Aunque la fábrica iba muy bien, pésimos manejos financieros la llevaron a la quiebra. Pero María había acumulado valiosa experiencia y se presentó a otra empresa de cosméticos que manejaba quince casas extranjeras, propiedad de los Ramírez Ángel. Fue aceptada como jefe de importaciones, “porque en ese tiempo nada se exportaba, todo se importaba”. De los ochenta y cinco pesos que ganaba como secretaria de importaciones, pasó a cuatrocientos, salto proverbial que la sacó de la franja miserable y la colocó en un estatus digno. “Eso era un sueldazo inmenso para una mujer”.

Con la quiebra de Revlon, Roberto Chávez tomó una decisión fundamental para su futuro y el de quien sería un año más tarde su esposa, María Cortés Osorio: prometió que nunca más sería empleado; juntaron sus cesantías, compraron una camioneta vieja y abrió un físico “chuzo”, donde vendía Alka-Seltzer, jabones, vaselina y chucherías por el estilo. Ella seguía con los Ramírez Angel y en las tardes salía volando a acompañarlo y ayudarle a facturar. Él se iba en la camioneta a hacer lo mismo de antes, vender en otras ciudades, pueblos cercanos y barrios de Bogotá, salvo que esta vez era propietario de la mercancía.

Cuando María se besó con Roberto en el atrio de la iglesia del Voto Nacional, quince minutos antes de ser su esposa, iba en eso, en su trabajo de 400 pesos y el negocito de su príncipe azul.
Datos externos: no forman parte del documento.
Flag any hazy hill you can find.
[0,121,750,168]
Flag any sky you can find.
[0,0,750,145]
Una hora y cuarto después, en su escritorio de jefe de importaciones, siendo María de Chávez, ya no pensaba en nada familiar, estaba concentrada en sus responsabilidades.
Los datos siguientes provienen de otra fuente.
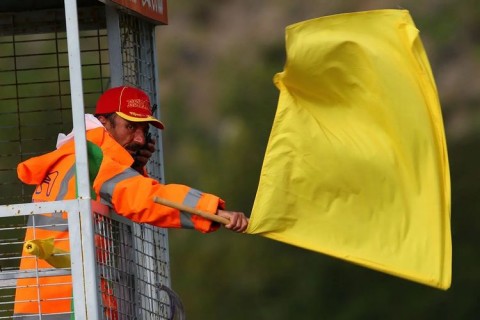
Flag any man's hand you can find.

Continuó con ese trabajo porque el sueldo era lo bastante decente para dejarlo y porque el negocio de Roberto no despuntaba mucho. Él había comprado de soltero un pequeño lote en lo que hoy es Cedritos, entonces casi el campo, y se empeñaron en construir al lí una casa para economizarse los treinta pesos del arriendo del apartamento de la carrera 8a. con calle 4a. Sur. Además, María esperaba al primero de sus siete hijos. Laborando para esta empresa alcanzó a tener cuatro. Quedaba embarazada, se iba para su casa cuando se acercaba el parto, se estaba unos meses esperando a que el nené creciera y retornaba a su puesto.

La proporción de ese esfuerzo se mide por el recorrido diario que debía hacer, desde la casa en Cedritos hasta la fábrica de los Ramírez Angel, ¡ que quedaba en Fontibón! El transporte no era tan engorroso como ahora, sino peor: no había ruta de Cedritos a Fontibón ni salía algo frecuente de esa lejanía a la otra. Se tenía que levantar a las cuatro de la mañana para estar en Fontibón a las siete en punto, y salir de la empresa a las cinco de la tarde para estar en casa a las ocho de la noche, cansada y dispuesta a atender a los hijos, mientras estaba embarazada de algún otro, porque los primeros le llegaron en cadena de uno por año. “Con esa pobreza tuvimos tantos hijos seguidos, porque había mucho amor”, repite, mientras recuerda que llegaba a hacer comida, arreglar las camas, paladear al uno, arropar al otro, reprender al mayor y escuchar a su esposo Roberto, tan trabajador e incansable como ella, salvo que no ejercía labores de hogar.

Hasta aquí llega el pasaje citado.